To anyone who lived during the 1950s, Joseph McCarthy is a part of the decades, mostly as a villain, though he has gained a new fan base among some of the more provocative people on the right. He is seen as the personification of the Red Scare, even though as a Senator he had no official role in the House UnAmerican Activities Committee, nor was he considered a particularly right-wing Republican prior to his infamous speech in Wheeling, West Virginia (in fact he was a Democrat until 1944).
In his book, Buckley portrays McCarthy's humble beginnings and how he originally dropped out of school to be a rabbit farmer, and how he dropped back in after the farm failed, completing four years of High School in nine months. The story also goes on to talk about his accomplishments as a Judge, Marine, and as an early red hunter.
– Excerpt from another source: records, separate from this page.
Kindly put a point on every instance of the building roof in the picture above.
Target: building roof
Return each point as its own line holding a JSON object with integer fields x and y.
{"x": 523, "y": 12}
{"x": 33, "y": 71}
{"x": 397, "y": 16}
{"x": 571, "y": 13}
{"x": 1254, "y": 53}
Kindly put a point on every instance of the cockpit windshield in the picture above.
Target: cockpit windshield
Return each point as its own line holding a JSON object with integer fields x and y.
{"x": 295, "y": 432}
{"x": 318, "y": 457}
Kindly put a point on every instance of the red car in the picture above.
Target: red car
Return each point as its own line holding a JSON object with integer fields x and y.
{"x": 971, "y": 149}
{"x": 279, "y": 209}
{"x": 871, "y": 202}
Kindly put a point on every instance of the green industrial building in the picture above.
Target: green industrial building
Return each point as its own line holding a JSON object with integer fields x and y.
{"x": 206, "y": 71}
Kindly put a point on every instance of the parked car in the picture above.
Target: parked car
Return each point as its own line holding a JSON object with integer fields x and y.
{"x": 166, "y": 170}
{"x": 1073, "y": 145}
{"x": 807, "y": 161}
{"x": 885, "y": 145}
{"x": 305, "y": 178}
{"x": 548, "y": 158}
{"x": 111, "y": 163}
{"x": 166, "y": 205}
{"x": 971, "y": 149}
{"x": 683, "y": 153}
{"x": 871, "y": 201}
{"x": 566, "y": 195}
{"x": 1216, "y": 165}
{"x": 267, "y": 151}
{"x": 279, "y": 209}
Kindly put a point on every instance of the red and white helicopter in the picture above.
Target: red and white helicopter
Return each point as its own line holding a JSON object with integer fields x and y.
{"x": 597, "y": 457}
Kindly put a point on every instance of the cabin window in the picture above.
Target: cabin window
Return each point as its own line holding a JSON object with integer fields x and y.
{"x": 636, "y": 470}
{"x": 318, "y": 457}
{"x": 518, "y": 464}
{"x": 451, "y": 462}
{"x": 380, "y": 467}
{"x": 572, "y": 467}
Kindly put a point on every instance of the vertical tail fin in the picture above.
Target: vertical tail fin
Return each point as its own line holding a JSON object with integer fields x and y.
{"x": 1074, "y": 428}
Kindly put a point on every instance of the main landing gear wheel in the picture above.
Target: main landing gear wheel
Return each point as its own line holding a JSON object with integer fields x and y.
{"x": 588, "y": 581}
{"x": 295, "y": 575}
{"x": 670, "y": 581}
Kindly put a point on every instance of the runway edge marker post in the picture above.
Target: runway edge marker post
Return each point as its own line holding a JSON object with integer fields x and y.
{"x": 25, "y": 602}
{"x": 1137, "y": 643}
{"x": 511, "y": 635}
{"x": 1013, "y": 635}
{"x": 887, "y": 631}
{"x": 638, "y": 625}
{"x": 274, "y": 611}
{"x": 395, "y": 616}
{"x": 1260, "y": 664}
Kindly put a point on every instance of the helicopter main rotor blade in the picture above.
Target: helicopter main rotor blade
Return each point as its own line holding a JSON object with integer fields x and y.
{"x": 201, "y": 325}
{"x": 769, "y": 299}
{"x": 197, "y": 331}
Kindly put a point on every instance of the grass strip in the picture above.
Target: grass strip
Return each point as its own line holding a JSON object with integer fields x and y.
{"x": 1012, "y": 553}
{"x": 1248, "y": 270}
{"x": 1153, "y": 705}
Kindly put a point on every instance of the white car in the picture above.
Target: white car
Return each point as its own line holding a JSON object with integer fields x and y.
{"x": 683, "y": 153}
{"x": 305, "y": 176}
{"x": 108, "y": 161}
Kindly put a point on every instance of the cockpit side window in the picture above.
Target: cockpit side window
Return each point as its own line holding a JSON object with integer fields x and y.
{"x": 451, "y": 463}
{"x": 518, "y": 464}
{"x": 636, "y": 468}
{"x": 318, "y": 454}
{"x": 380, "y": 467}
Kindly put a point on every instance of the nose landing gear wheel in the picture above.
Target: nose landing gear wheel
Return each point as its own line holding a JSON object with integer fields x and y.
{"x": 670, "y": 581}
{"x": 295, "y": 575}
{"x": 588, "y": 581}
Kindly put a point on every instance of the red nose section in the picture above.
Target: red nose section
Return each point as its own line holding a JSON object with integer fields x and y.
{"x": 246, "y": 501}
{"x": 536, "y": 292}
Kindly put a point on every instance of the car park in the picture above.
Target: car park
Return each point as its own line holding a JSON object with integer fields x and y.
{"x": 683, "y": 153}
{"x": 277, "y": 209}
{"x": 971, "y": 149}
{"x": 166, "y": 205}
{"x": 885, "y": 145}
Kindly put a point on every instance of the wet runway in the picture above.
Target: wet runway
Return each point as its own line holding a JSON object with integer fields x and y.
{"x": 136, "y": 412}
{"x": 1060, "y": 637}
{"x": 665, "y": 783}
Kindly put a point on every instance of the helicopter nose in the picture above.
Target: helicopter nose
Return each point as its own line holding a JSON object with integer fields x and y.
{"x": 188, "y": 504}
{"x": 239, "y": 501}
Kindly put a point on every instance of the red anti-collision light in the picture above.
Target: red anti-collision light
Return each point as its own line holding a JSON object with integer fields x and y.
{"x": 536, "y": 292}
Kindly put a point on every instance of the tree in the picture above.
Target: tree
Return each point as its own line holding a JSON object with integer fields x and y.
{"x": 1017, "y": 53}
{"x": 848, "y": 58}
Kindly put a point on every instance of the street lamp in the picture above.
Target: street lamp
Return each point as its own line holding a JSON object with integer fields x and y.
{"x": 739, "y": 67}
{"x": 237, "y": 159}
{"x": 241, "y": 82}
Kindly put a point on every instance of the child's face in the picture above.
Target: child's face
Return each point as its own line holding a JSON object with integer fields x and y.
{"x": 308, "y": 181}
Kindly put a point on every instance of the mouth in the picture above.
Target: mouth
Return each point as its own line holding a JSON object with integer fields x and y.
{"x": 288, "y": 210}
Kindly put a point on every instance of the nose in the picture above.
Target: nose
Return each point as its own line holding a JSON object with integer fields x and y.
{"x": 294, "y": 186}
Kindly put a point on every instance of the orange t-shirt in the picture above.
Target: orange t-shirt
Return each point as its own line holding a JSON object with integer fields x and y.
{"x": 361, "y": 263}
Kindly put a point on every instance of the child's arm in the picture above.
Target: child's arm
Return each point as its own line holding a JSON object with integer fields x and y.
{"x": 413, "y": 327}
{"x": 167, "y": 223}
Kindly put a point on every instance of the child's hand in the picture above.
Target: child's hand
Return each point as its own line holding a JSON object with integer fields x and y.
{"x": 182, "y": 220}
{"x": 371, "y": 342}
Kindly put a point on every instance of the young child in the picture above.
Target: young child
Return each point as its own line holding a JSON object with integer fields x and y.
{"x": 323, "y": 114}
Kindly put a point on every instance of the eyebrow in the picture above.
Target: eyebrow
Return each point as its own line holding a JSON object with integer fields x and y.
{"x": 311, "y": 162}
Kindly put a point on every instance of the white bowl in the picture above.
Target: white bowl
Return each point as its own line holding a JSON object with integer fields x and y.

The biography shows McCarthy's humanity as a flawed figure, but also one with great intelligence who could have been a very legitimate anti-Communist rather than a demagogue relying on insubstantial claims. Buckley seems to attribute Roy Cohn as the key to McCarthy's failings and the low road he took, which led to his censure and fall from grace. While Buckley does not praise or honor McCarthy as Ann Coulter did, he does show McCarthy as a three-dimensional and tragic figure, which is important to do as it is so much easier to make him a one dimensional villain and bogeyman archetype for everything negative about the 1950s. The fact that he could have been a force for good shows how much of a tragedy his life was.